Service industry professionals who work late had been outspoken supporters of the late-night program.
"Though we are disappointed in today’s decision, we remain hopeful that the discussion will continue," Bob Luz,president and CEO of the Massachusetts Restaurant Association said in a statement Monday."It is important that we have safe, reliable transportation for our employees and guests as more and more residents and visitors ask for later night options from our businesses."
But for those workers, the T argued late-night service was “an insufficient transportation alternative” because the late rides were only available two nights a week for a combined three hours, according to the presentation.
“Due to the overall fiscal situation of the MBTA, the T must prioritize investment in core services; accordingly, the T cannot continue to subsidize Late-Night service to such a significant extent due to the failure to attract both significant third-party funding and high ridership,” the report reads.
This latest pilot program is meeting the same fate as the T’s so-called Night Owl bus service, which ran until 2:30 a.m. Launched in 2001, it was cancelled in 2005.
This may not be the end of MBTA-affiliated late-night service in Boston.

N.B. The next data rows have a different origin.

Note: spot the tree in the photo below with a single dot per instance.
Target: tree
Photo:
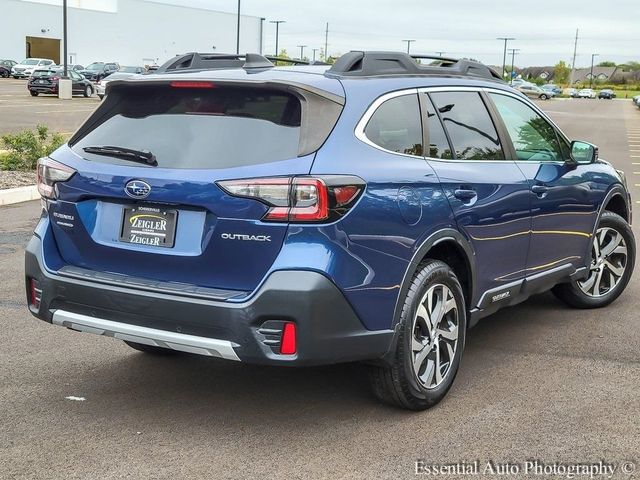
(561, 72)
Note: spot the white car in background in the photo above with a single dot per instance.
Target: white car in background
(587, 93)
(25, 68)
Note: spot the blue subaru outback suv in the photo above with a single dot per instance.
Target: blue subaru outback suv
(371, 211)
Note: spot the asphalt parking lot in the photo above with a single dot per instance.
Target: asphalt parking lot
(537, 381)
(19, 110)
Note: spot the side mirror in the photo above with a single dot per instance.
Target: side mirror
(583, 152)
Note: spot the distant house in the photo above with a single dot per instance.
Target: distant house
(599, 73)
(538, 73)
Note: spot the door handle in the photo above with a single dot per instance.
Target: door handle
(539, 189)
(465, 194)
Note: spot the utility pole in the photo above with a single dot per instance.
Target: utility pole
(573, 63)
(409, 42)
(277, 22)
(504, 54)
(238, 31)
(593, 55)
(513, 57)
(64, 36)
(302, 47)
(326, 43)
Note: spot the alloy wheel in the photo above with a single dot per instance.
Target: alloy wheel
(608, 263)
(434, 336)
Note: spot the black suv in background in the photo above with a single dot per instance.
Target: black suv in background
(98, 70)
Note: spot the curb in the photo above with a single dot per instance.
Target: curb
(19, 194)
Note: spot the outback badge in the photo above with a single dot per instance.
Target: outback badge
(137, 189)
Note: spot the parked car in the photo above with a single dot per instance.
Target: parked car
(586, 93)
(334, 234)
(101, 86)
(129, 69)
(533, 91)
(99, 70)
(607, 94)
(550, 87)
(25, 68)
(47, 81)
(5, 68)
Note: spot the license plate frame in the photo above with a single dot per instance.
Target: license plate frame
(150, 226)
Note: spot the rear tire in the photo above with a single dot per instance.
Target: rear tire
(151, 349)
(431, 339)
(613, 256)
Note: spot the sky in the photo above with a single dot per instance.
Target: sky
(544, 29)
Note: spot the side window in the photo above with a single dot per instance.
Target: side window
(396, 125)
(438, 145)
(469, 125)
(533, 138)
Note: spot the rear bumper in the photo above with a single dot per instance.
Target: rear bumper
(328, 330)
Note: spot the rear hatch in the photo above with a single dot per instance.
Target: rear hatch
(159, 214)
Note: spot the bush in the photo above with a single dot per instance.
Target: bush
(26, 147)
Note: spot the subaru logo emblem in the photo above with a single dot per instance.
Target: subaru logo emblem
(137, 189)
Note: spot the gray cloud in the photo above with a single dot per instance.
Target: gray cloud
(544, 29)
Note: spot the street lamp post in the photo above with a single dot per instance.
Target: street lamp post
(409, 42)
(593, 55)
(238, 31)
(302, 47)
(504, 54)
(277, 22)
(513, 57)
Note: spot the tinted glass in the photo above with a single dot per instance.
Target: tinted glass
(533, 137)
(469, 125)
(199, 127)
(396, 125)
(438, 143)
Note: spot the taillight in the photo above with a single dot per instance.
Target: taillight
(51, 172)
(299, 199)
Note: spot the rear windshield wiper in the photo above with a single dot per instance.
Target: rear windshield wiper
(140, 156)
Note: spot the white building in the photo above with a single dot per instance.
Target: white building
(130, 32)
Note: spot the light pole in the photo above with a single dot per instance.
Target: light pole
(593, 55)
(238, 31)
(513, 57)
(302, 47)
(409, 42)
(504, 54)
(277, 22)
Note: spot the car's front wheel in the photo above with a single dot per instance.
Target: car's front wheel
(613, 256)
(431, 339)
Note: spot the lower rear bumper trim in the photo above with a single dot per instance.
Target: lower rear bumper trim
(148, 336)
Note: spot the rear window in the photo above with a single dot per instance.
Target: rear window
(198, 127)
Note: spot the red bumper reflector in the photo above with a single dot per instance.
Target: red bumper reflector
(288, 342)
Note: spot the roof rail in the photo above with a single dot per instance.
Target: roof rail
(368, 64)
(213, 61)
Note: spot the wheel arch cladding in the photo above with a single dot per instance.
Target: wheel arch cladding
(452, 248)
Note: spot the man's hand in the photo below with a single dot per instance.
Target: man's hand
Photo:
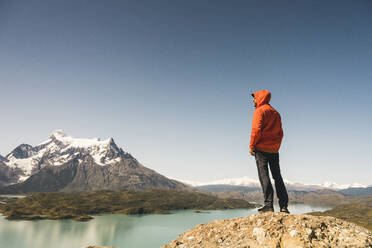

Boston bus-on-demand startup Bridj today went public with its plan to replace extended hours. The company has worked to position itself as a private supplement to the T's offerings - showing up in recent months at meetings to pitch board members on a partnership.
"In the coming weeks late night service will likely be cut.The closure is a step backwards for the residents, students, visitors and businesses who make Late Night a core part of their lives," the company wrote on a website it created, which is dedicated to the proposal. "If that cut happens, we're ready to help."
Bridj also released a copyof its September, 2015 pitch to the T, in which it touts its fleet of small buses and its smartphone app. Bridj CEO Matthew George wrote in the document that the company was open to working "with existing transit, labor and other stakeholders."
Labor groups, particularly the local Carmen's Union, have voiced opposition to efforts to privatize parts of the T.